A central hypothesis is that mandibular movement produced by the paratrigeminal group represents the respiratory rhythm created by the preBötC. However, two successful pharmacological approaches that rescue opioid depression of the preBötC in rodents, 5HT4a (BIMU8, Mazke et al.) and ampakine therapy (CX614, Lorier et al.), do not significantly rescue fentanyl suppression of mandibular jaw movement (Figure 4). Please address these findings.

We agree with the reviewers. Although BIMU-8 was successful in some animal studies it had limited success in humans. In our experiments, BIMU-8 did not reverse respiratory depression, which may be due to differences in the serotoninergic system of zebrafish or differences in drug diffusion through the fish brain blood barrier. We address it in the Discussion.

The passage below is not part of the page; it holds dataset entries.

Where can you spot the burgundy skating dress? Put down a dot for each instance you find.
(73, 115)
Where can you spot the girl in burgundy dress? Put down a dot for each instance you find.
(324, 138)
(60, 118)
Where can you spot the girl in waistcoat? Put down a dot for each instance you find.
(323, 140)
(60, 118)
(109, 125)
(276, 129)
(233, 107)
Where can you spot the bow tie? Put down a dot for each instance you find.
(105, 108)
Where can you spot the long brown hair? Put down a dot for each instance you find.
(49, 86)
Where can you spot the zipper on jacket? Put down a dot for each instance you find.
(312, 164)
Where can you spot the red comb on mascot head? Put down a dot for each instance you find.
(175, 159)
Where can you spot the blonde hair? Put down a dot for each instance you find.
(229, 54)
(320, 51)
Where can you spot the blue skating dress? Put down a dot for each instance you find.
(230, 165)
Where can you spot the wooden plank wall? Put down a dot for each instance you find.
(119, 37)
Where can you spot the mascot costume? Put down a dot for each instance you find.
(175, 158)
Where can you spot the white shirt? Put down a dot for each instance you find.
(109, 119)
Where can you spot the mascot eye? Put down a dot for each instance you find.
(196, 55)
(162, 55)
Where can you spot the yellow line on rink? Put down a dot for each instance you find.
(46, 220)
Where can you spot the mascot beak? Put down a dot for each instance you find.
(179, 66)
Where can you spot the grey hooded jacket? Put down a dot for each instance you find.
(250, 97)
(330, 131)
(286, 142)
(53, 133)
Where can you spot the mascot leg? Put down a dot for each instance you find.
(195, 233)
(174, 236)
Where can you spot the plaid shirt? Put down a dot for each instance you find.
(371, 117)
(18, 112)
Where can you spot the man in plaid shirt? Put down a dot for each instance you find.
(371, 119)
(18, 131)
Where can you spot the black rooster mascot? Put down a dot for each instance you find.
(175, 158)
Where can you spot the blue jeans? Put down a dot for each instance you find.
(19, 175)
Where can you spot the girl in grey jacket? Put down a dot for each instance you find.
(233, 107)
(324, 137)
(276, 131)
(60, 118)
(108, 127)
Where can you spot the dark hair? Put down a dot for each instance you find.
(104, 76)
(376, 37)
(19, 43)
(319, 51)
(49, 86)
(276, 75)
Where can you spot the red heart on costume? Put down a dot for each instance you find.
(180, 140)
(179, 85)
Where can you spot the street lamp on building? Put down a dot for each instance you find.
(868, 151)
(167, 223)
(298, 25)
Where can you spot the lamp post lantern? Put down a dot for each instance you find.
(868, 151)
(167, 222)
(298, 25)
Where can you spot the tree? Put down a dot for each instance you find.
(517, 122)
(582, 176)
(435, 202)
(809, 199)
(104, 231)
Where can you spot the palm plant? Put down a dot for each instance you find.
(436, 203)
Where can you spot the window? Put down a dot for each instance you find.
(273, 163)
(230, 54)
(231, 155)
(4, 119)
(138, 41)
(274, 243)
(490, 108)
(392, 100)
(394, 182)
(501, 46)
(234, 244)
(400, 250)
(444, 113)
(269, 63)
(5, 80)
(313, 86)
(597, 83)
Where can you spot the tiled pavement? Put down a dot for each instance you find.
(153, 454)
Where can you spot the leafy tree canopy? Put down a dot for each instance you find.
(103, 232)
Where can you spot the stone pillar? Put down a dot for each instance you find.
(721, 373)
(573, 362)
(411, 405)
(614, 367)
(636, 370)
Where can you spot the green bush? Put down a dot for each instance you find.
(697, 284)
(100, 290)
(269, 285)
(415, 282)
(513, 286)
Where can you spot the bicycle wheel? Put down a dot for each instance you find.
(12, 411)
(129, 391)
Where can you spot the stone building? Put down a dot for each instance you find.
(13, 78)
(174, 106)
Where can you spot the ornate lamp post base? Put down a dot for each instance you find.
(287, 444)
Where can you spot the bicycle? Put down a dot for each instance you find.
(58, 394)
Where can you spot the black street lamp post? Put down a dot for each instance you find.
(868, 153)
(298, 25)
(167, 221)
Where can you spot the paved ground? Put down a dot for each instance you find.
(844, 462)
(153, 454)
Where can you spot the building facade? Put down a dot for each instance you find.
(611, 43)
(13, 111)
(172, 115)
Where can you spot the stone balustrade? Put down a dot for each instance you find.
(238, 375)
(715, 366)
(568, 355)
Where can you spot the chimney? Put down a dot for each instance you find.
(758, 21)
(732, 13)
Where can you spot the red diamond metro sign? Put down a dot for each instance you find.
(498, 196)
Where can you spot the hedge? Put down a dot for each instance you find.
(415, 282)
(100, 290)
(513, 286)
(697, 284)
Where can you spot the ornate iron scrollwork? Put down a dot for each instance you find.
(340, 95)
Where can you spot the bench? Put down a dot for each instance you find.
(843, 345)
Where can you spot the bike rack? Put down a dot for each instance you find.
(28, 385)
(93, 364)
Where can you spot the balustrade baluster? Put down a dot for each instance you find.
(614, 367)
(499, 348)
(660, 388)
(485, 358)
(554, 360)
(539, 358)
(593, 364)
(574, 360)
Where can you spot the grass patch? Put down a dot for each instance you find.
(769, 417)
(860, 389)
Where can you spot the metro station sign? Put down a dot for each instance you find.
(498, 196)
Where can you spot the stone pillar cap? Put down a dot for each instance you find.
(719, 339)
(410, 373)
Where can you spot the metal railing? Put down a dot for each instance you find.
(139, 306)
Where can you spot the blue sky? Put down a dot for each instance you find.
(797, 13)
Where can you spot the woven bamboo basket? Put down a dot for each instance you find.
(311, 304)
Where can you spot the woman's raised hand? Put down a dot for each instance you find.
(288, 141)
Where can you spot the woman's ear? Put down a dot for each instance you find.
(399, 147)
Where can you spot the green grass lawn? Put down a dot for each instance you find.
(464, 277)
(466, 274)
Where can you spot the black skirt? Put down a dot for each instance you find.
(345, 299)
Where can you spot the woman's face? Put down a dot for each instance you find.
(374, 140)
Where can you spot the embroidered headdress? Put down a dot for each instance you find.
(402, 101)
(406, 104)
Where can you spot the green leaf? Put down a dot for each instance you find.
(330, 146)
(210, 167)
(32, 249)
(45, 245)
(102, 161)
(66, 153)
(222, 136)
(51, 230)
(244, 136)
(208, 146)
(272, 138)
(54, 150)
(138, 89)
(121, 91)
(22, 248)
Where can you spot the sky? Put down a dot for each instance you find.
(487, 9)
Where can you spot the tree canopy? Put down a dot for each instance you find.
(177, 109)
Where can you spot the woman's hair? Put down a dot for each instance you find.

Although the data may trend towards significance, there is a concern about the comparison cohort used. The 1µM fentanyl data used in Figure 3B, E and Figure 4A, B appears to be the same, but different than or partially overlapping with the fentanyl cohort in Figure 2E. Since the "% baseline change" in Figure 2E is less, if these data are included in Figures 3 and 4, these trending rescues would become less obvious. A clearer experiment might be to attempt rescue of mandibular movement in the same animal after measuring its mandibular depression.

We have performed additional experiments to answer these questions. We do not perform sequential experiments with several conditions in the same fish, because drug pipetting and movement of the multi-well plate affect mandible and behavioral recordings.